Ich weiß, die Karl-May-Festspiele sind natürlich einfach Indianerromantik-Kitsch, aber ich liebe sie seit meiner Kindheit. Früher wurden die Spiele immer noch in Schwarz-Weiß im Fernsehen übertragen und wir Kinder, die hinfahren damals gar nicht gekonnt hätten, haben es geliebt, sie im Fernsehen zu sehen.
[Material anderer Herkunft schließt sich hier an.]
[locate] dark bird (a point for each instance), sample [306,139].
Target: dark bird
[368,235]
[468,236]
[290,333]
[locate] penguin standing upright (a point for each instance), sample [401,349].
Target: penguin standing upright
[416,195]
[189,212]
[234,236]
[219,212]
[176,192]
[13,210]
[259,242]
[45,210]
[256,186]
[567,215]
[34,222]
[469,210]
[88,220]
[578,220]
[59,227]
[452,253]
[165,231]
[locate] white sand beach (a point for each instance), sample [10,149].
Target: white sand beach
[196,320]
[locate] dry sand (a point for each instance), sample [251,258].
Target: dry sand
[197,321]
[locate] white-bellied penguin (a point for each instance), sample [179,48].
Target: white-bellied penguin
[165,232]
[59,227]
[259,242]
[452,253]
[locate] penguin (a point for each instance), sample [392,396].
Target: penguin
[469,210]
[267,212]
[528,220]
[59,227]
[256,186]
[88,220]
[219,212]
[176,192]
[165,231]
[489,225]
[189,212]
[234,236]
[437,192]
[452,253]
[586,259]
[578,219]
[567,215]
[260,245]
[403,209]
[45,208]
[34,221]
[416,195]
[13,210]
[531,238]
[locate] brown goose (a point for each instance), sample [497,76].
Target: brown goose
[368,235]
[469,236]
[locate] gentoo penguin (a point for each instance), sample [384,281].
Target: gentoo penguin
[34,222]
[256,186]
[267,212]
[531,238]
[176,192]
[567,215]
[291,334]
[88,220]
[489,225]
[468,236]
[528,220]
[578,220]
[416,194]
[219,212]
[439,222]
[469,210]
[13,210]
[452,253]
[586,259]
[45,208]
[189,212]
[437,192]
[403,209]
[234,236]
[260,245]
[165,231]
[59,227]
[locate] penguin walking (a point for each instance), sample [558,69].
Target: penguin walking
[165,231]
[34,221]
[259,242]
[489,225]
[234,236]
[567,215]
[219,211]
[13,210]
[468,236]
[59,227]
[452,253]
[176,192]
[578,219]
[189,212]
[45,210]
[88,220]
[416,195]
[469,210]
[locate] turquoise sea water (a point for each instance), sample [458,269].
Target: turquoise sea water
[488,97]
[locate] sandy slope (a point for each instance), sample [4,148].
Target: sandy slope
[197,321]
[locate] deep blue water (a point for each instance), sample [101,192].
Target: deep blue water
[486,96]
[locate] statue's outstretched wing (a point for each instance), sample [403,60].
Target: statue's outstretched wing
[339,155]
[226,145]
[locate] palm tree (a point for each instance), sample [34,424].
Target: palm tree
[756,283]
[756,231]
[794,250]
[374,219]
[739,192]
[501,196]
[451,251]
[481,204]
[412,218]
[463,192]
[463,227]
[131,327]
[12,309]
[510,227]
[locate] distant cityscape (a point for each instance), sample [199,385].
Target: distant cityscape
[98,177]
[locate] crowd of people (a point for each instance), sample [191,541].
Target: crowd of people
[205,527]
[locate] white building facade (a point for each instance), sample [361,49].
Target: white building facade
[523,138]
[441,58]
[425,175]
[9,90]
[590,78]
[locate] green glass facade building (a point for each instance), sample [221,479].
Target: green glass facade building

Damals ritten in Bad Segeberg noch Lex Barker und Pierre Brice. Heute haben wir einen Nachbarn, der viele Jahre mit Pierre als Stuntmen durch die Welt gereist ist. Der war schon früher Stuntmen in Bad Segeberg und ging dann mit dem Filmteam mit, bis nach Frankreich und Südafrika. Heute ist er alt und krank und wieder hier und hat uns erzählt, dass der allererste Iltschie und auch sein Pferd Fire noch bei Pierre Price in Frankreich leben und ihr Gnadenbrot bekommen. Werner Schuld spielte als junger Mann in Bad Segeberg immer einen Schurken und musste schon damals immer vom Pferd fallen.
Mit dem Wetter hatten wir, obwohl wir ja auch im vorigen Jahr so einen verregneten Sommer hatten, wirklich Glück und es war trocken, sonnig und schön, als wir in Bad Segeberg waren.
Wenn die Darsteller durch die Zuschauer-Ränge reiten, das ist immer herrlich.
Meine Mama, die im Alter eigentlich selten viel Geduld hatte, war offensichtlich gut beschäftigt damit, die Vorstellung zu verfolgen, zwischendurch mit uns zu picknicken und war gar nicht nervig, sondern schaute ganz gespannt zu.
Jürgens kleiner Enkel als Cowboy verkleidet.
Auf diesem Foto sieht man den Adler auf der Hand seiner Trainerin sitzend die Treppe hochkommen. Im Flug habe ich das Tier leider nicht so erwischt wie ich gewollt hätte.
Der Winnetou-Darstellen reitet durch die Zuschauer-Ränge. Vielleicht lieben die Menschen ja diese Geschichten so, weil sie von Blutsbrüderschaft und Treue und Zusammenhalt erzählen, alles Dingen, die wir uns alle wünschen und leider oft im realen Leben vermissen.
Zuletzt folgt ein Foto von meiner Mama, Jürgen und der Familie seiner Tochter.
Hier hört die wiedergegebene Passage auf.